Jusqu’en novembre 2025, le Museum national d’histoire naturelle (75) propose Déserts. Une grande exposition sur les milieux les plus extrêmes de notre planète, des vastes étendues désertiques aux paysages glaciaires des pôles, et sur l’adaptation du vivant au cœur de territoires inhospitaliers. Paru dans le mensuel Sciences Humaines (N°377, avril 2025), un article de Catherine Halpern.

Un tiers des terres émergées de notre planète sont des déserts ! Mais ils sont loin de tous ressembler au stéréotype de l’étendue de sable sous un soleil de plomb. Une passionnante exposition du Museum national d’histoire naturelle donne à voir les différents visages du désert tant du point de vue de ses paysages que de sa faune et de sa flore, ou des occupations humaines.
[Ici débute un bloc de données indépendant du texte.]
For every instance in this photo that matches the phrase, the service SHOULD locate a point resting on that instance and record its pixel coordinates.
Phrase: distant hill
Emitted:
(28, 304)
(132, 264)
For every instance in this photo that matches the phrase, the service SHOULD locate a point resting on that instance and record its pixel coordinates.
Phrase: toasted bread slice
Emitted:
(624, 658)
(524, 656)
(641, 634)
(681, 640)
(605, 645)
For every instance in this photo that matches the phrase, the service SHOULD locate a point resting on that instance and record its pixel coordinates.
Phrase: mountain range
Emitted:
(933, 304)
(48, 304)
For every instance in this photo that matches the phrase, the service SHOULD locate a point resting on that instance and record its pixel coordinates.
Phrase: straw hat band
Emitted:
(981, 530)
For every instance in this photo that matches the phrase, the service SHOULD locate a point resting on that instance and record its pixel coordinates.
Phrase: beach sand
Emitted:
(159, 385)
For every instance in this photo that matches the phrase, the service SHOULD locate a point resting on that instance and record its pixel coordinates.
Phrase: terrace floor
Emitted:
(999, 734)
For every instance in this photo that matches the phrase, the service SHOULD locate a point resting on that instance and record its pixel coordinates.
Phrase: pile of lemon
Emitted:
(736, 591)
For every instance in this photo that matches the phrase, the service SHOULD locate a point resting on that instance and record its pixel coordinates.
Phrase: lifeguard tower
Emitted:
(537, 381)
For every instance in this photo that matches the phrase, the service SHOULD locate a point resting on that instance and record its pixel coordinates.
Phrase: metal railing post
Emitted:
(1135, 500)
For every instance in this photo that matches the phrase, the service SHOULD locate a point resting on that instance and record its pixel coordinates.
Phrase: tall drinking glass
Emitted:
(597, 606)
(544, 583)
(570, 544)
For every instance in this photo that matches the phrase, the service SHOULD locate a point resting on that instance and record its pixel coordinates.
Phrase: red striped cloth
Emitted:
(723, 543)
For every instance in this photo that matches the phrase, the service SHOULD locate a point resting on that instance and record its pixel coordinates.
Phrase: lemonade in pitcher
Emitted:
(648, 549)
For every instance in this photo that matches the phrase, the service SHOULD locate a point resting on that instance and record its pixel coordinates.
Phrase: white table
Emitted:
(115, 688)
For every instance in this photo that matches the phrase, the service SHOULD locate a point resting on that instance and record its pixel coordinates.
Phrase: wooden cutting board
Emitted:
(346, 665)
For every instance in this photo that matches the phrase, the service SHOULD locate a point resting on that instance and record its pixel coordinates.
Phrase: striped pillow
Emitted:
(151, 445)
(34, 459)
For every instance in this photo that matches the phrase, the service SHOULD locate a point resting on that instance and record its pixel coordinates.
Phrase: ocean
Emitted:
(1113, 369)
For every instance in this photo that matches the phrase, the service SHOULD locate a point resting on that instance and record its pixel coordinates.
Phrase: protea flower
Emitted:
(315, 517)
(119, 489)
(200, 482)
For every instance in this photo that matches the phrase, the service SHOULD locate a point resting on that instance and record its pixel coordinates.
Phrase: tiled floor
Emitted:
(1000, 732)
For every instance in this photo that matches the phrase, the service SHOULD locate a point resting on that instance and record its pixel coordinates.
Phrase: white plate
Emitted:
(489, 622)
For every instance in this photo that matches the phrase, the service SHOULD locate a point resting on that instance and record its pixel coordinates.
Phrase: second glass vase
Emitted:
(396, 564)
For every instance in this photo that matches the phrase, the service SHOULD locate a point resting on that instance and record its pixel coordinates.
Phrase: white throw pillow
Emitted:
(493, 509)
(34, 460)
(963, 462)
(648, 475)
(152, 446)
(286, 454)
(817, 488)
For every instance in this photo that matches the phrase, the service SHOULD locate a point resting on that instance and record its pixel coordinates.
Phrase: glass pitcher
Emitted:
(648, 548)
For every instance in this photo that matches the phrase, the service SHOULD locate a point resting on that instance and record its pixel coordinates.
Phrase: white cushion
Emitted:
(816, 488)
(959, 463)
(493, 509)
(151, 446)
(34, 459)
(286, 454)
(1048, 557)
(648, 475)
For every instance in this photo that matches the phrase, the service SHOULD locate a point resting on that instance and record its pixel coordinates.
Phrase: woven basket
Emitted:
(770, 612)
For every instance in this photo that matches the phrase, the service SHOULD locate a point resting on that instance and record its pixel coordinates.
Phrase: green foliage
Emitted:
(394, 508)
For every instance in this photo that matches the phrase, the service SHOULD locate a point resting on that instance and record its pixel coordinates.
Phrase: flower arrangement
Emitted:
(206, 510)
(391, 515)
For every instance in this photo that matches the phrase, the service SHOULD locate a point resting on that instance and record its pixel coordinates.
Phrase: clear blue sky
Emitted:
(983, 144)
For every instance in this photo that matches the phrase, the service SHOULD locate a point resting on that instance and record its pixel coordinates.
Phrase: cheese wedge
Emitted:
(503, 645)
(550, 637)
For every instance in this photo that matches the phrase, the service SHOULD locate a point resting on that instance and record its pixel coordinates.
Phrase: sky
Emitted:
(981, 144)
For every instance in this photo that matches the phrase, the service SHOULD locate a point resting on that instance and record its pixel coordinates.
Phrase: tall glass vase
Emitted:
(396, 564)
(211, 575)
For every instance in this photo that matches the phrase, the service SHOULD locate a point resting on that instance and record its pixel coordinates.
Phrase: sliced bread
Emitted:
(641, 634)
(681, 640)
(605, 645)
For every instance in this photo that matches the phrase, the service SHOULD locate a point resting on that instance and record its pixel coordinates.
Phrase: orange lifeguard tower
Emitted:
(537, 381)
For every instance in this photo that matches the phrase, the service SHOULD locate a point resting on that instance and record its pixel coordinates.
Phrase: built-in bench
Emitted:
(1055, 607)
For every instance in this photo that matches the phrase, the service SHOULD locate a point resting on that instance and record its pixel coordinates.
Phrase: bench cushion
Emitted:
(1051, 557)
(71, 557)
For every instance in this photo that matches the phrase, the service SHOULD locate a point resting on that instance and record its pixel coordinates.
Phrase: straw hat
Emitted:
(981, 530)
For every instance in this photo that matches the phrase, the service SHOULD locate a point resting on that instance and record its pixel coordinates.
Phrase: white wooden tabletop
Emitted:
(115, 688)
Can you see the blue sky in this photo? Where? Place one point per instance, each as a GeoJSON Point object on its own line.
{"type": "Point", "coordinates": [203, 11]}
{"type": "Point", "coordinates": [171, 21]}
Du désert d’Atacama (Chili) ou de Gobi (Chine et Mongolie) à celui du Sahara, glacés ou brûlants, les déserts ont en commun une aridité et des températures extrêmes. Ils offrent des panoramas souvent spectaculaires mais peu propices à la vie. Un défi permanent pour la faune et la flore qui sont parvenues à s’adapter à ces conditions de diverses manières.

Des humains ont eux aussi réussi à élire domicile dans ces contrées inhospitalières. C’est ainsi qu’ils ont développé une garde-robe adaptée., des vêtements longs et amples des Touaregs aux tenues à multiples couches de fourrure des Inuits. Pour habiter le désert, les humains ont déployé deux stratégies principales : transformer leur milieu, notamment avec la création d’oasis, ou étendre leur mobilité de point d’eau en point d’eau ou de pâturage en pâturage. Même si le nomadisme tend à disparaître… Les déserts sont pour les chercheurs, biologistes, géologues ou anthropologues, un terrain d’exploration exceptionnel.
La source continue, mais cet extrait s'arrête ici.